В начале августа они с Ксюхой и Надей пошли в бар и пили там красивые разноцветные коктейли, сияющие в неоновых огнях барной стойки. Стена подвального помещения была обложена маленькими аккуратными кирпичиками тёмно-бордового цвета, на которых висели чёрно-белые гравюры городских пейзажей. В воздухе впервые запахло осенью – переспевшими яблоками, сожжённой солнцем травой и шкворчащими по асфальту дырявыми сухими листьями, и Агата хотела всеми силами зацепиться за лето, выпить его целиком большими глотками, оттолкнуть от себя приближающуюся точку рабочего времени.
– Подожди, – сдавленно сказала Надя, держась за стенку в тёмном переулке рядом с домом, от которого остался только деревянный остов, похожий на аромалампу с тёмной внутренностью. – Я… – и её стошнило, хотя она говорила, что её никогда не тошнит, ведь пить она умеет лучше всех.
Агата молча стояла рядом, оглядывая переулок. Может быть, ей следовало помочь и позаботиться о Наде, но длинные мышиные волосы её были собраны в пучок на затылке, а просто толочься рядом, вроде бы, не имело смысла.
– Ты знаешь, я всегда восхищалась тобой, – путано проговорила Надя.
– Как ты себя чувствуешь? – спросила Агата. – Идти сможешь?
В воздухе дрожало ожидание. Словно должно было произойти что-то важное.
– Смогу. Ты всегда… Была лучше всех, кого я знала.
– Пойдём, – ответила Агата, не слушая её, помогая Наде подняться.
Скорее всего, именно в тот момент она не услышала тихого звяканья кольца о крошку мятой дороги. Или, может быть, в тот момент, когда помогала Наде подняться на подножку маршрутки, или перед этим, когда Надя обняла её излишне долгими объятьями, что-то приговаривая в ухо и неприятно щекоча его алкогольным дыханием.
Когда Агата повернула от остановки, она по привычке хотела повертеть на пальце любимое кольцо, но палец оказался голым, пустым.
– Чёрт, – пробормотала Агата, вытащила свой малофункциональный мобильник и, включив фонарик, пошла обратно тем же путём.
Это было её любимое кольцо в виде летучей мыши, обнимающей палец.
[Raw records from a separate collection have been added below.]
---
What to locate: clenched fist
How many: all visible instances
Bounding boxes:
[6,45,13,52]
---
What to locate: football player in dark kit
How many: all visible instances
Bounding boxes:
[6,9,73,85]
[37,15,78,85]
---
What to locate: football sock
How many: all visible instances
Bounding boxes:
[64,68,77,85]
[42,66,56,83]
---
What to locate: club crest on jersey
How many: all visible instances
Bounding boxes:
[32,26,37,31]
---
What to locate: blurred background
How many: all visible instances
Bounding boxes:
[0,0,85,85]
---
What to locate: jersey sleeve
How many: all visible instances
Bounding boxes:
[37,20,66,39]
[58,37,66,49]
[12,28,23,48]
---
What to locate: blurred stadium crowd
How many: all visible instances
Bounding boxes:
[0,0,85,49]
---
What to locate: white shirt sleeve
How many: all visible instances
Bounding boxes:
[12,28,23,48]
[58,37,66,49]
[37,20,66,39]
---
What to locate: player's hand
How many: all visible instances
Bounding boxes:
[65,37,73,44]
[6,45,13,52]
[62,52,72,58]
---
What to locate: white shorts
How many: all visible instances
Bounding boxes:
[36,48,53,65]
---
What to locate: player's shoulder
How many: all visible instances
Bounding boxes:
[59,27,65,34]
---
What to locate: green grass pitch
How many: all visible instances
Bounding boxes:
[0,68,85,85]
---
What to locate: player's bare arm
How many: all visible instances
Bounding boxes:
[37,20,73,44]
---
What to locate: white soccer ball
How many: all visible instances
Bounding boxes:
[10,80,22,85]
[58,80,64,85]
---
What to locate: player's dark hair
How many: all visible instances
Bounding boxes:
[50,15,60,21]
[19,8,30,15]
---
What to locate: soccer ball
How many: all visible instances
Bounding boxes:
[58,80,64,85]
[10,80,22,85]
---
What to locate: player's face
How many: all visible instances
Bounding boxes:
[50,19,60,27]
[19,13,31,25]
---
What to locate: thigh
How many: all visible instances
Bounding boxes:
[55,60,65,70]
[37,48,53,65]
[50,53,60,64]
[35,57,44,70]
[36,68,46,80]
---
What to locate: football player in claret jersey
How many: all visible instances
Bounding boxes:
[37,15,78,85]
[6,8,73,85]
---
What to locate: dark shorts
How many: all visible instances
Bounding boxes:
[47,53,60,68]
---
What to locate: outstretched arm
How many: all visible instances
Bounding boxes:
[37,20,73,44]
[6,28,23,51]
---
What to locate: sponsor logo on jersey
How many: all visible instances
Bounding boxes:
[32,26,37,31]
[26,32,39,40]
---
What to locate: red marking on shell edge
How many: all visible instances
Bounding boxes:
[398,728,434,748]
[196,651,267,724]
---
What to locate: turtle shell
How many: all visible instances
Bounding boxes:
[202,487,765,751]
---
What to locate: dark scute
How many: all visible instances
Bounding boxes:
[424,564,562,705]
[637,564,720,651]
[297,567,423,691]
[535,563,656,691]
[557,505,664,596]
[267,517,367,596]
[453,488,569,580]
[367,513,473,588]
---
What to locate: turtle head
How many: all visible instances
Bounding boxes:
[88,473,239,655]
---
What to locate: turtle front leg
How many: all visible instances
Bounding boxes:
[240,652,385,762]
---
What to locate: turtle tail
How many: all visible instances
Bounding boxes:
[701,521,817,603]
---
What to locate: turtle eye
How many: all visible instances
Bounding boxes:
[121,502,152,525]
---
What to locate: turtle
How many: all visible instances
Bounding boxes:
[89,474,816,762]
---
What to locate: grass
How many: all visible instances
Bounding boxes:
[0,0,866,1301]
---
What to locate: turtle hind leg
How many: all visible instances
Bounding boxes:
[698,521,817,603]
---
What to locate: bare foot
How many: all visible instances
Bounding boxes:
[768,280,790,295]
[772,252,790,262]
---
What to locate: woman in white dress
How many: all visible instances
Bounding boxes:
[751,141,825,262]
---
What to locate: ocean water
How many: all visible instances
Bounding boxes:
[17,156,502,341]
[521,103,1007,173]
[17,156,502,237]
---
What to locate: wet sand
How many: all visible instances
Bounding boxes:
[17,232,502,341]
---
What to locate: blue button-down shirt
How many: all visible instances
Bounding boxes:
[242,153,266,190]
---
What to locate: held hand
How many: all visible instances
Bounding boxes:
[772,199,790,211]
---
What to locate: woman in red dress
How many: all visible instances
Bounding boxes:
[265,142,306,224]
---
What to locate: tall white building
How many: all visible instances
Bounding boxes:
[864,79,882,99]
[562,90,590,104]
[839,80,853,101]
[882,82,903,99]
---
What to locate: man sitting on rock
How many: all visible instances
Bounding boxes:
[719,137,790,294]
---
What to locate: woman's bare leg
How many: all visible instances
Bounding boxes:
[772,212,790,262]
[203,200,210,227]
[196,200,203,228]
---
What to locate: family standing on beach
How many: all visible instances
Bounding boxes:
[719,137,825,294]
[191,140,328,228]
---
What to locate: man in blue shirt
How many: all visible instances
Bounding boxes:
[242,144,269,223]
Оно не могло просто так потеряться, исчезнуть.
Августовская темнота накатывала неожиданно и густо, крася улицы в градиент от чёрного к маслянисто-жёлтому. Нижний пустел, его тонкие и близкие к набережной улицы, днём напоминающие заброшенные рельсы среди остовов домов, вечером превращались в хищные тоннели с верхом из тёмно-рыжеватого туманного неба, а редкие фонари не освещали, но высвечивали каждого прохожего, превращая его в мишень для зубьев темноты между затихшими домами.